Outras drogas inibidoras das prostaglandinas, como o sulindaco, têm sido usadas para tratamento do trabalho de parto prematuro de forma experimental e também causam constrição ductal, com efeitos aparentemente mais leves do que a indometacina 117. Inibidores seletivos da COX-2, como o rofecoxib, também têm demonstrado efeito constritivo sobre o ducto arterioso de fetos em estudos experimentais 67, 130.

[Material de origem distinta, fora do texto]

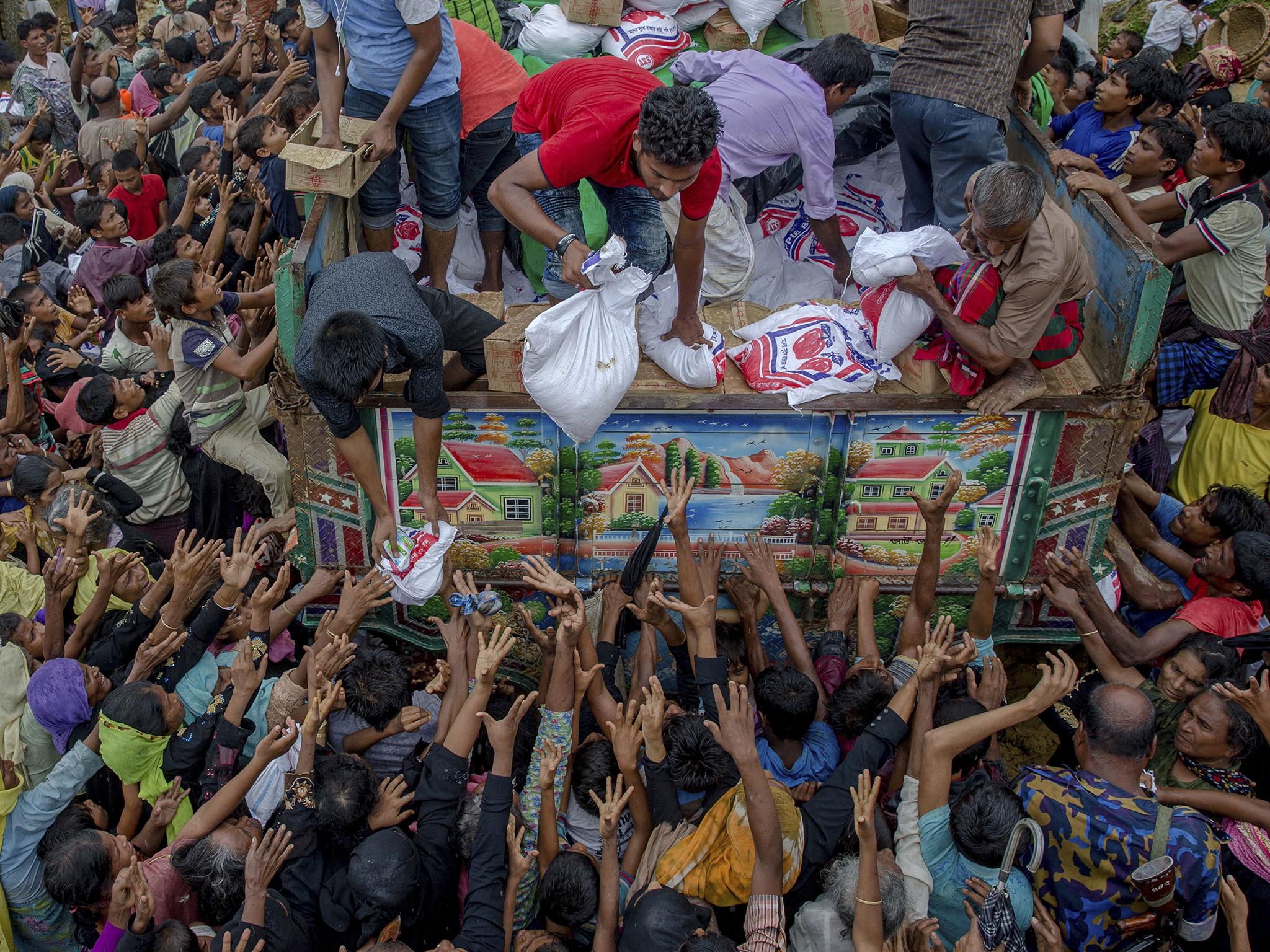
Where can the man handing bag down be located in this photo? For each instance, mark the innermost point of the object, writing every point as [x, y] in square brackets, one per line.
[639, 144]
[774, 110]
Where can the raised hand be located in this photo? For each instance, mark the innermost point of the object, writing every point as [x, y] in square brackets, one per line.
[549, 764]
[492, 654]
[934, 509]
[502, 734]
[1057, 679]
[626, 734]
[677, 491]
[393, 804]
[760, 566]
[540, 574]
[611, 806]
[735, 728]
[265, 857]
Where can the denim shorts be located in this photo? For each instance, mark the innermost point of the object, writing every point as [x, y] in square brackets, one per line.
[432, 130]
[633, 214]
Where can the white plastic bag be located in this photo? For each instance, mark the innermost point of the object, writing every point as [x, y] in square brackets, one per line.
[647, 38]
[418, 569]
[582, 355]
[550, 37]
[694, 14]
[698, 366]
[756, 15]
[894, 316]
[809, 351]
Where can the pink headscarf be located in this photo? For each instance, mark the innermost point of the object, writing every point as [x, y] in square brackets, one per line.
[143, 99]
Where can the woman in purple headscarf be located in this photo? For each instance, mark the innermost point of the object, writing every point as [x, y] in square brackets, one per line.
[63, 696]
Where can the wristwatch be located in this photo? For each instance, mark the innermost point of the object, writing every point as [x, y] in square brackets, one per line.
[564, 243]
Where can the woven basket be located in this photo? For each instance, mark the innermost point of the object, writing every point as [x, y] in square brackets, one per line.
[1246, 30]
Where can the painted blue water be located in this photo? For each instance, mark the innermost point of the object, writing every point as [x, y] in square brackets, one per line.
[722, 512]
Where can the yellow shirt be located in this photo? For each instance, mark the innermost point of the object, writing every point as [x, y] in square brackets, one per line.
[1220, 451]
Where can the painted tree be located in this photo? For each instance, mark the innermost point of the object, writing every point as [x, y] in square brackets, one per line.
[606, 452]
[593, 524]
[493, 430]
[639, 446]
[672, 457]
[797, 469]
[540, 462]
[714, 472]
[403, 451]
[526, 434]
[693, 464]
[458, 427]
[970, 491]
[859, 454]
[468, 555]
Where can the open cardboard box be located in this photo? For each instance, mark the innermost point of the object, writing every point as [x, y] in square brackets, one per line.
[332, 170]
[505, 350]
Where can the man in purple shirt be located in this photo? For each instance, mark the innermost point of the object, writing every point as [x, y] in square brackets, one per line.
[774, 110]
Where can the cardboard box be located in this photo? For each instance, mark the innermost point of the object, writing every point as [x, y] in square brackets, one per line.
[824, 18]
[505, 350]
[920, 376]
[597, 13]
[723, 32]
[488, 301]
[332, 170]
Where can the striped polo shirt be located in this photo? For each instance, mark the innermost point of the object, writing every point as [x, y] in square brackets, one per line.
[213, 398]
[136, 451]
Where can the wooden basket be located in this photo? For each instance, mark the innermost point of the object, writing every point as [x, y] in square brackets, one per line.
[1246, 30]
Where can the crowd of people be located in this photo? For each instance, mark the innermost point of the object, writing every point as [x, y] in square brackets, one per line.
[201, 749]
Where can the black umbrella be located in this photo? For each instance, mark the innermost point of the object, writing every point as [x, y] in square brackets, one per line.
[638, 564]
[997, 923]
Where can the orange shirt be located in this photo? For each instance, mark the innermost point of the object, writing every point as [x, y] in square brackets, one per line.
[491, 79]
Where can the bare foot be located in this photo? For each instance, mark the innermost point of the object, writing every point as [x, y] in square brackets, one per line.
[1020, 385]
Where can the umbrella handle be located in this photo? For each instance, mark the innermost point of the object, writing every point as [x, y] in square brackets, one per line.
[1008, 861]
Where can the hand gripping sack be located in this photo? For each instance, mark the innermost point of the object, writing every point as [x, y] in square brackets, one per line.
[582, 355]
[647, 38]
[698, 366]
[809, 351]
[418, 569]
[895, 318]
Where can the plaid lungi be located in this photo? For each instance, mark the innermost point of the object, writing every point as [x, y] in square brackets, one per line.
[975, 293]
[1186, 366]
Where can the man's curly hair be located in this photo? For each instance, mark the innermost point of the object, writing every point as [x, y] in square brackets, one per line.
[678, 125]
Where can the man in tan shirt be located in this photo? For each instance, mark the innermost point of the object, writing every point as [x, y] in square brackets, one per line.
[178, 23]
[1016, 305]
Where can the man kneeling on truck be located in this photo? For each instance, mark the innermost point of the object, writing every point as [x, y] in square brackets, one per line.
[343, 353]
[1016, 306]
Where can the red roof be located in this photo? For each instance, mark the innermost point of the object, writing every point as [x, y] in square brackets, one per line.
[910, 467]
[615, 472]
[894, 507]
[489, 462]
[904, 433]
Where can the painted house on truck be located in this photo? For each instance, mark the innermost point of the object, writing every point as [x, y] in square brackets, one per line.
[486, 484]
[879, 489]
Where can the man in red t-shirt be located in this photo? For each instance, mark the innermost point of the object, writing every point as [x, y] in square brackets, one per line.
[145, 196]
[1231, 583]
[639, 144]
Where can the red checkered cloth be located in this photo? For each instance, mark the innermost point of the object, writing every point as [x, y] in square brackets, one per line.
[975, 293]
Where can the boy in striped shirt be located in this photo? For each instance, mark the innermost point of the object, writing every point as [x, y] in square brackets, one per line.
[135, 443]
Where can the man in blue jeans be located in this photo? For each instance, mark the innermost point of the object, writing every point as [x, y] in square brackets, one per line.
[950, 93]
[403, 71]
[639, 144]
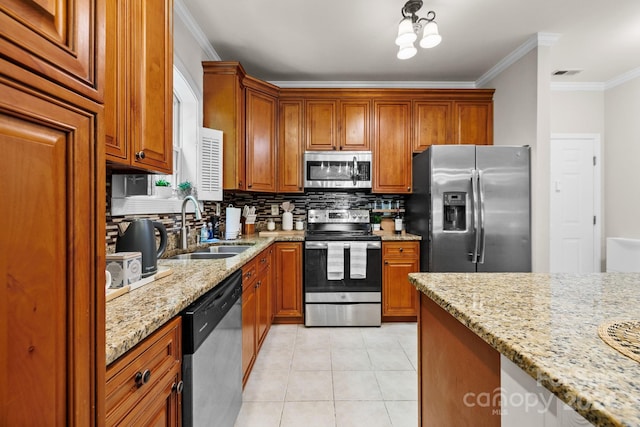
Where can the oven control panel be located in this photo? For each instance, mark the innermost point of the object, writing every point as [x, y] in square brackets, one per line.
[338, 216]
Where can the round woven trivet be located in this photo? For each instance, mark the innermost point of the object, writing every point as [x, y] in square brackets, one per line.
[623, 335]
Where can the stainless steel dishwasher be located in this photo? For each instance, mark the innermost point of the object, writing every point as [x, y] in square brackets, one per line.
[212, 356]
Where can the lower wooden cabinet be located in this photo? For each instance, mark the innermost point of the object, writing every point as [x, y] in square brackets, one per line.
[288, 283]
[256, 308]
[143, 386]
[399, 298]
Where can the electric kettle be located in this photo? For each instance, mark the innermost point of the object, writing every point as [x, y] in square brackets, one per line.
[138, 235]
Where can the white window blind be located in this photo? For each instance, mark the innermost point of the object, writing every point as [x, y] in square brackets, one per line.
[210, 165]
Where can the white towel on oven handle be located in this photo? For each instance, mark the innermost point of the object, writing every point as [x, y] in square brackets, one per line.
[358, 260]
[335, 260]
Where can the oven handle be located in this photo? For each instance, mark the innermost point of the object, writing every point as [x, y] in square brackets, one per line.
[347, 245]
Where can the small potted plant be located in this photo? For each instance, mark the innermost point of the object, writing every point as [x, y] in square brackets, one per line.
[185, 189]
[163, 189]
[376, 219]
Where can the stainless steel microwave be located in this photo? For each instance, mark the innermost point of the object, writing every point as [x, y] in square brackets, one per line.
[340, 170]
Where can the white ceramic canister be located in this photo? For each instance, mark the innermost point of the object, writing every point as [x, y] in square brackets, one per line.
[287, 221]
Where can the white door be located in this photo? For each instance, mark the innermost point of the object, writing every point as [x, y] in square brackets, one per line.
[575, 204]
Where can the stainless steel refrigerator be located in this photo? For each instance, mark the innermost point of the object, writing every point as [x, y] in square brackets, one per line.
[472, 207]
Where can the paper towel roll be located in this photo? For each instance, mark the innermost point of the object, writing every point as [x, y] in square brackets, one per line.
[232, 223]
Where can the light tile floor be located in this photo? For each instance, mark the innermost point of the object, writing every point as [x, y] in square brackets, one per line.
[338, 377]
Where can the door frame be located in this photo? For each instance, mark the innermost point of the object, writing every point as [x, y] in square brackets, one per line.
[594, 139]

Glicocorticóides são hormônios sintéticos que mimetizam ações do cortisol endógeno, hormônio secretado pela zona glomerular da glândula adrenal. Os glicocorticóides também apresentam efeito sobre a patência ductal 131. Assim como a maioria dos outros anti-inflamatórios, o efeito dos glicocorticóides sobre o ducto arterioso é dose-dependente. A constrição ductal ocorre cerca de 1 a 4 horas após infusão da droga 132. Ocorre inibição da fosfolipase A2, com consequente redução da liberação enzimática de ácido aracdônico, bloqueando a síntese de prostaglandinas 133, e aparente redução na sensibilidade do ducto arterioso à PGE2. A infusão por 48 horas de hidrocortisona, em estudo experimental, resultou em constrição ductal. O ducto era mais amplamente patente nos fetos controles. Nesse experimento, não houve redução significativa das concentrações da PGE2 sérica em ambos os grupos 63. Apesar de ocorrer tendência ao fechamento prematuro do ducto arterioso, o mecanismo de ação parece estar relacionado com uma alteração primária do vaso, diminuindo a reatividade vascular aos efeitos relaxantes da PGE2, sem alterar a sua síntese 134, 135.

Foi demonstrado que os anti-inflamatórios não esteróides, seletivos ou não para as ciclo-oxigenases, possuem efeito sinérgico se usados em associação com os glicocorticóides 67. A betametasona pode causar constrição ductal leve, em cerca de

20% dos fetos, 4 a 5 horas após sua administração, regredindo esse efeito dentro de aproximadamente 30 horas. A associação de corticóide com indometacina demonstrou um efeito sinérgico na frequência e na severidade da constrição ductal. A incidência de constrição ductal pode até dobrar quando essas drogas são associadas 136.

A atuação dos anti-inflamatórios na rota de formação e atenuação da ação das prostaglandinas confere a essas substâncias papel importante na gênese da constrição ductal prematura fetal.